Simplifying each term one by one:

$$\begin{aligned} 1(2\alpha - 9) &= 2\alpha - 9,\\ -1(\alpha - 3) &= -\alpha + 3,\\ 1(3 - 2) &= 1. \end{aligned}$$

Adding these three expressions, we obtain

$$\det A = (2\alpha - 9) + (-\alpha + 3) + 1 = \alpha - 5.$$

For infinitely many solutions we set $$\det A = 0,$$ so

$$\alpha - 5 = 0 \;\Longrightarrow\; \alpha = 5.$$

Now that the determinant is zero, we must also ensure that the augmented matrix has the same rank as the coefficient matrix. This means the third equation must be a linear combination of the first two. Let us therefore assume that there exist scalars $$\lambda$$ and $$\mu$$ such that

$$\lambda\,(x + y + z = 5) + \mu\,(x + 2y + 3z = 9) = x + 3y + 5z = \beta.$$

Equating coefficients of like terms gives four equations:

From the $$x$$-coefficients: $$\lambda + \mu = 1.$$

From the $$y$$-coefficients: $$\lambda + 2\mu = 3.$$

From the $$z$$-coefficients: $$\lambda + 3\mu = 5.$$

From the constants: $$5\lambda + 9\mu = \beta.$$

We first solve for $$\lambda$$ and $$\mu$$ using the simplest pair. Subtracting the first relation from the second:

$$(\lambda + 2\mu) - (\lambda + \mu) = 3 - 1 \;\Longrightarrow\; \mu = 2.$$

Substituting $$\mu = 2$$ into $$\lambda + \mu = 1$$ we find

$$\lambda + 2 = 1 \;\Longrightarrow\; \lambda = -1.$$

We verify that these values also satisfy the $$z$$-coefficient condition: $$\lambda + 3\mu = -1 + 3\!\cdot\!2 = -1 + 6 = 5,$$ which matches the required coefficient of $$z$$, so the choice is consistent.

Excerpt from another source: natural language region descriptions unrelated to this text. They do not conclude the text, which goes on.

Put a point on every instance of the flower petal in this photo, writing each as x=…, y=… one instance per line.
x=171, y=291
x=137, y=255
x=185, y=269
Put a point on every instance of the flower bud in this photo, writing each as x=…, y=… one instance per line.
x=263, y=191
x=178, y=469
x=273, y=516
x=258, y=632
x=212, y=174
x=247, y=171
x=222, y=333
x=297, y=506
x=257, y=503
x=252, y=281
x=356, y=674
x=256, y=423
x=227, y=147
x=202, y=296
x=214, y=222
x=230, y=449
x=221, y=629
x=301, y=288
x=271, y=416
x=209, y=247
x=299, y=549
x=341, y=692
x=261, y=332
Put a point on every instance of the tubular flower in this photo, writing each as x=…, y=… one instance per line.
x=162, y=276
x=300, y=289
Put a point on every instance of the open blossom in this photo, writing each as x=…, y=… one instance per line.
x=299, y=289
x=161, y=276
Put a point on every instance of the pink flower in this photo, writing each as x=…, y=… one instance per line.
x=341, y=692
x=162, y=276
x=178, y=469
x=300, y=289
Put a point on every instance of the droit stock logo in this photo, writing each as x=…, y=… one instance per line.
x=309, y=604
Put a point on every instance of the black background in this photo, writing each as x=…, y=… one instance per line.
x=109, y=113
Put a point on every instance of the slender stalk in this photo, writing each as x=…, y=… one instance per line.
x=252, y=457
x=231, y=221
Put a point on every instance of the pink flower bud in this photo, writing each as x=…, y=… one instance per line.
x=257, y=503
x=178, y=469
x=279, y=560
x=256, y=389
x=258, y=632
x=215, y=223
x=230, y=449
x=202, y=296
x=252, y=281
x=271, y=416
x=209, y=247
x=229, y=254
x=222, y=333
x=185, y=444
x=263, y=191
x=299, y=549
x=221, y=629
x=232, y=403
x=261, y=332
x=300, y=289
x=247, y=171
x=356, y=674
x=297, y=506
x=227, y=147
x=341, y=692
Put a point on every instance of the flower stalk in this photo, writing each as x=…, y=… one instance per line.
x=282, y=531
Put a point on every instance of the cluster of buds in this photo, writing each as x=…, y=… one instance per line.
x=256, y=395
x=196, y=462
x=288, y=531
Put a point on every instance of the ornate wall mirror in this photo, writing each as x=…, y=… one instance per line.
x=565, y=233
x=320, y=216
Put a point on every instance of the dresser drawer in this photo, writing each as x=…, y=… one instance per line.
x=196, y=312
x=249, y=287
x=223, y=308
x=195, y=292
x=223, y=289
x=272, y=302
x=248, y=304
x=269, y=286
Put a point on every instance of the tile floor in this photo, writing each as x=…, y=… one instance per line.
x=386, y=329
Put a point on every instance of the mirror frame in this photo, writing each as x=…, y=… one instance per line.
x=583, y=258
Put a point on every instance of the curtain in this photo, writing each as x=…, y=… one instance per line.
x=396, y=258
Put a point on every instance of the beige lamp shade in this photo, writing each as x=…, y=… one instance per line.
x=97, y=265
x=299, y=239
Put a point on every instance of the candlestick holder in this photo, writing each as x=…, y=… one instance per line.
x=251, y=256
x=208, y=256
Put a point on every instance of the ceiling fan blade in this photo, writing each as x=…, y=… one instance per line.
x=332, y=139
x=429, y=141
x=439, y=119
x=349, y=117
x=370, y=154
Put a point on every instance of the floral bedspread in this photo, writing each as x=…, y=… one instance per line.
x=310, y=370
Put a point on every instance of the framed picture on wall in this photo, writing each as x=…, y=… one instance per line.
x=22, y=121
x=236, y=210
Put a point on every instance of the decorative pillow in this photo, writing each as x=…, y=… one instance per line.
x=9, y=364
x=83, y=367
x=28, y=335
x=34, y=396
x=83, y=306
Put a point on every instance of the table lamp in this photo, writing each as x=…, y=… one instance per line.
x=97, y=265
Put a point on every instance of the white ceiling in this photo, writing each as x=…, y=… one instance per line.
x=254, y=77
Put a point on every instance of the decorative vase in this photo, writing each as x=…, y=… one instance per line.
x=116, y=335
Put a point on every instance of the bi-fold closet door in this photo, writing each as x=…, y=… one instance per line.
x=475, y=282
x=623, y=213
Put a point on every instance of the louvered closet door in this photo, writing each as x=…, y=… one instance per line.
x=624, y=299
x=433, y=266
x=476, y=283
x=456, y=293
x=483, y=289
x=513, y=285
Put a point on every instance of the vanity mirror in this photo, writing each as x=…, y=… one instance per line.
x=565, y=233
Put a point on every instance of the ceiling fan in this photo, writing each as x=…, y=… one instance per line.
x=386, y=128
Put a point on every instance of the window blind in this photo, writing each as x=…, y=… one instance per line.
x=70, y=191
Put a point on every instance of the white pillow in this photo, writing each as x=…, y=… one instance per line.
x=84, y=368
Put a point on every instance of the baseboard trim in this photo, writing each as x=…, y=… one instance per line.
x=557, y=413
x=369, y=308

Now we compute $$\beta$$ from the constants’ relation:

$$\beta = 5\lambda + 9\mu = 5(-1) + 9(2) = -5 + 18 = 13.$$

Finally, we need the value of $$\beta - \alpha.$$ Substituting $$\beta = 13$$ and $$\alpha = 5$$ we get

$$\beta - \alpha = 13 - 5 = 8.$$

Hence, the correct answer is Option A.